On Wed, Nov 26, 2014 at 5:11 AM, Oliver Keyes <okeyes(a)wikimedia.org> wrote:
Gergo: Either the false anchors are sent to the server
or some conniving
elf has been inserting thousands of fake requests into our logs ;).
Probably not an elf but some sort of misbehaving client.
The base URI identifies a primary resource (the web page, in this case),
the fragment id identifies a secondary one which might or might not be part
of the primary. Retrieving the primary resource is the server's job;
retrieving the secondary one based on the primary is the user agent's. So
before the URi is dereferenced (retrieved), the user agent removes the
fragment.
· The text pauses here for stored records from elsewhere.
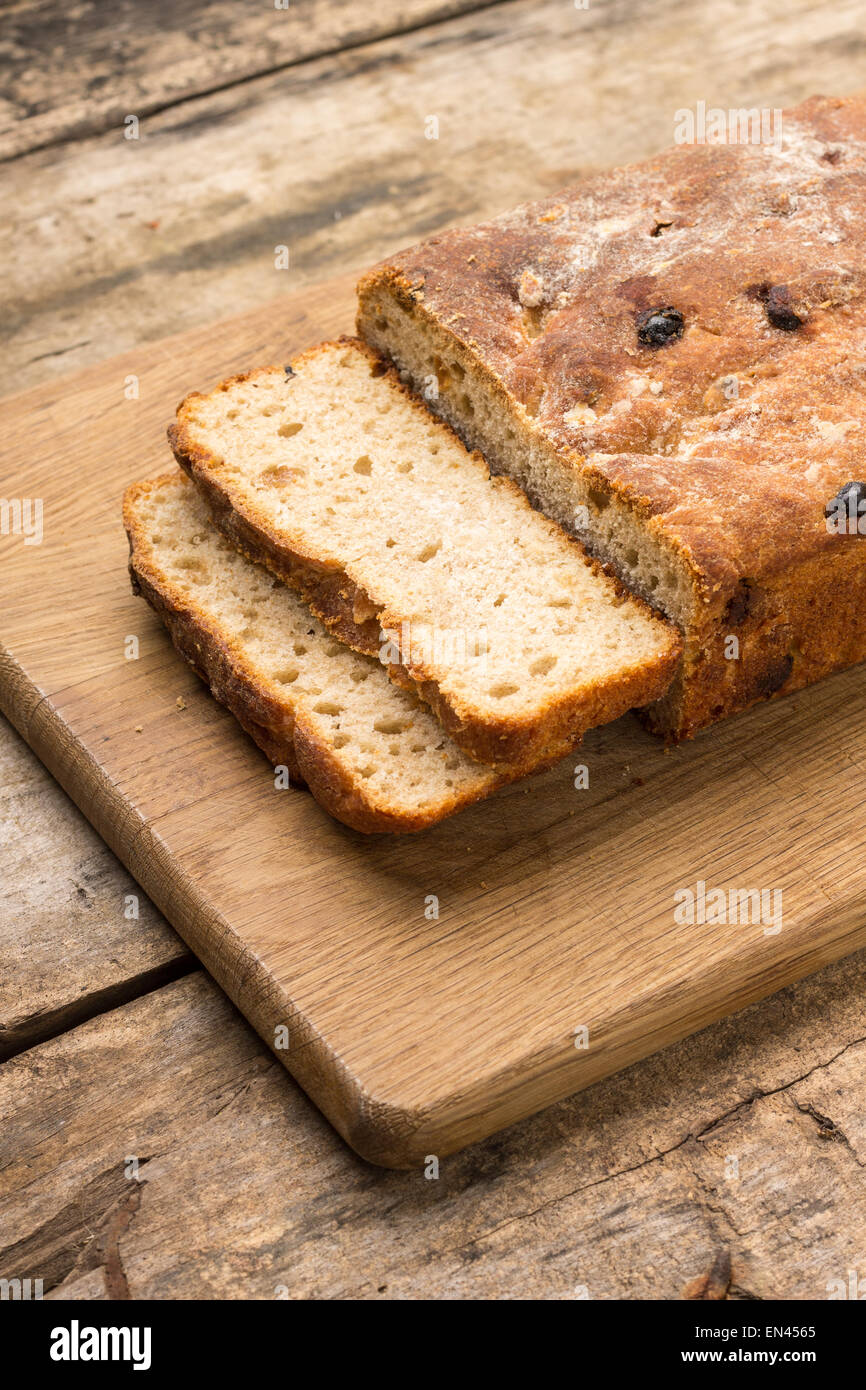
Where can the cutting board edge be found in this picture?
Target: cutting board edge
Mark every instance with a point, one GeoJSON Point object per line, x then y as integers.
{"type": "Point", "coordinates": [378, 1127]}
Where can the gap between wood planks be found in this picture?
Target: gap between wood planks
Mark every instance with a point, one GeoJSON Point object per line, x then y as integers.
{"type": "Point", "coordinates": [45, 1026]}
{"type": "Point", "coordinates": [109, 116]}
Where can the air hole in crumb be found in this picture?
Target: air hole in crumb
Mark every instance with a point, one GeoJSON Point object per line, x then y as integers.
{"type": "Point", "coordinates": [542, 665]}
{"type": "Point", "coordinates": [389, 726]}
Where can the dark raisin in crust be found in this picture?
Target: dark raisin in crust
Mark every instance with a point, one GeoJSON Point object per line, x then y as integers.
{"type": "Point", "coordinates": [658, 327]}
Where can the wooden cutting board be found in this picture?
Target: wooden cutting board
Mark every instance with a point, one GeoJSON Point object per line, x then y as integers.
{"type": "Point", "coordinates": [431, 988]}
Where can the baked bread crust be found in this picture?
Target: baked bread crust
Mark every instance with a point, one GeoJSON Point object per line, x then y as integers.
{"type": "Point", "coordinates": [270, 717]}
{"type": "Point", "coordinates": [521, 745]}
{"type": "Point", "coordinates": [723, 442]}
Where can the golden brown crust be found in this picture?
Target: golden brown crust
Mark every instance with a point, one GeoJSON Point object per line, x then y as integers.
{"type": "Point", "coordinates": [729, 439]}
{"type": "Point", "coordinates": [521, 745]}
{"type": "Point", "coordinates": [284, 737]}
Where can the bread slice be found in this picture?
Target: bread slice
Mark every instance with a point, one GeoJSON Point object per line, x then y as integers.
{"type": "Point", "coordinates": [370, 752]}
{"type": "Point", "coordinates": [670, 359]}
{"type": "Point", "coordinates": [406, 548]}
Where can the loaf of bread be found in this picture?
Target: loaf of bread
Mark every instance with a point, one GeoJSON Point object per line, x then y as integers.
{"type": "Point", "coordinates": [370, 752]}
{"type": "Point", "coordinates": [341, 481]}
{"type": "Point", "coordinates": [672, 362]}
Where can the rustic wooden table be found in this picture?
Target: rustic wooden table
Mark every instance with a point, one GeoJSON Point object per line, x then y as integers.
{"type": "Point", "coordinates": [729, 1165]}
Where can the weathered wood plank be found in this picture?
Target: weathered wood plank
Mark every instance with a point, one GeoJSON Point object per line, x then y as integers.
{"type": "Point", "coordinates": [110, 243]}
{"type": "Point", "coordinates": [75, 70]}
{"type": "Point", "coordinates": [745, 1141]}
{"type": "Point", "coordinates": [67, 947]}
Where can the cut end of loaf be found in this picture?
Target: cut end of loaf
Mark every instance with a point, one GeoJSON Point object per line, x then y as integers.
{"type": "Point", "coordinates": [402, 542]}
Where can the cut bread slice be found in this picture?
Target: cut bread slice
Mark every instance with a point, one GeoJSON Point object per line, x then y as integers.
{"type": "Point", "coordinates": [371, 754]}
{"type": "Point", "coordinates": [401, 541]}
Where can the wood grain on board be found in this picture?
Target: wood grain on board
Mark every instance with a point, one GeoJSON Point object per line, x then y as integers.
{"type": "Point", "coordinates": [556, 906]}
{"type": "Point", "coordinates": [109, 242]}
This is officially described in RFC 3986 section 3.5
<https://tools.ietf.org/html/rfc3986#section-3.5>; the W3C recommendation
on web architecture has a more human-readable version
<http://www.w3.org/TR/webarch/#media-type-fragid> ("Interpretation of the
fragment identifier is performed solely by the agent that dereferences a
URI; the fragment identifier is not passed to other systems during the
process of retrieval.").
There will be some user agents which do not conform to the RFC (mostly
search engines, I would expect, but maybe some unusual browsers as well),
but I'm pretty sure major browsers do. So you should be aware that you are
only filtering out a fraction of the MediaViewer requests.
We log an event (with sampling) when MediaViewer is loaded via an URL hash,
and over all wikis it happens about 1M/day - see
http://multimedia-metrics.wmflabs.org/graphs/mmv_actions_global , "hash
load" at the bottom (replace "global" with DB name for a filtered view,
raw
data is in Schema:MediaViewer
<https://meta.wikimedia.org/wiki/Schema:MediaViewer>); you can use that to
approximate how often such links are really followed.